You can use a geometry shader that will take as an input a segment of your line and output a quad (a triangle strip made of two triangles) so that the width of the quad is constant in screen space and matches the desire line thickness. It works perfectly well (for having implemented it in a CAD 3D engine).

If geometry shader is not an option, a workaround could be to use a vertex shader, but it will require some re-work of your VB. Keep in mind that the VS must then have knowledge of the line segment in its whole so you will end up storing p and p+1 for each of your VB elements, plus the cost of duplication of indices/vertices (depending the topology used and if you render your line as an indexed primitive or not).

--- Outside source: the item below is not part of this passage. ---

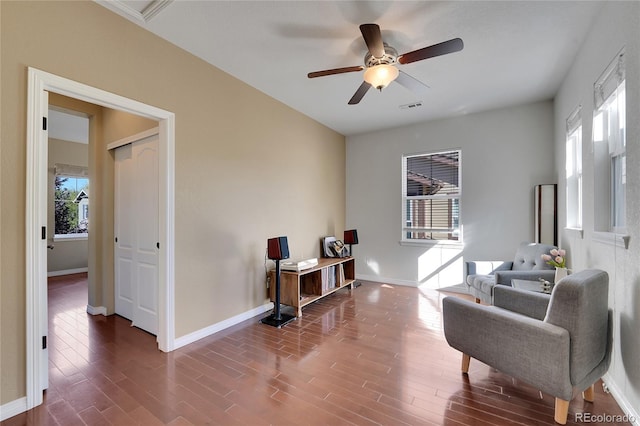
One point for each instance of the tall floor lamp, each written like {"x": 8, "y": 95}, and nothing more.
{"x": 351, "y": 238}
{"x": 277, "y": 249}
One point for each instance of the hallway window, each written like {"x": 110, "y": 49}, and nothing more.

If performance is not an issue, doing the expand on the CPU is maybe the way to go.

EDIT:

**About dash patterns**: you can use a geometry shader too in order to emulate `glLineStipple`

behavior.
If you have a `GL_LINES`

topology, that is to say isolated lines, the pattern restarts at each new line segment. So you just have to compute in the geometry shader the screen-space horizontal start (or vertical start, depending the orientation) of your line segment and pass this extra infos to the pixel shader. The pixel shader will then be responsible of discarding fragments according to the *factor* and *pattern* values (DirectX 10/11 Integer and Bitwise instructions make it easy).

Again this works well, and you can combine it with emulated width lines (with the first technique above mentioned).

Now if you have `GL_LINE_STRIP`

topology, the pattern restarts at each new primitive (so for each new draw call). The situation becomes a bit more complicated since you need to have the knowledge of the number of pixels that have been rendered before, and this for each line segment.

You can achieve that with rendering your line strip in a temporary VB using DirectX 10 stream-out functionality (each element of this VB corresponds to the screen-space length of each segment). Then you have to do a Parallel Prefix Sum (aka Scan) of this VB (for accumulating each line segment length values).

Lastly, you render your line strip like for `GL_LINES`

but use this extra Scan VB informations in the PS.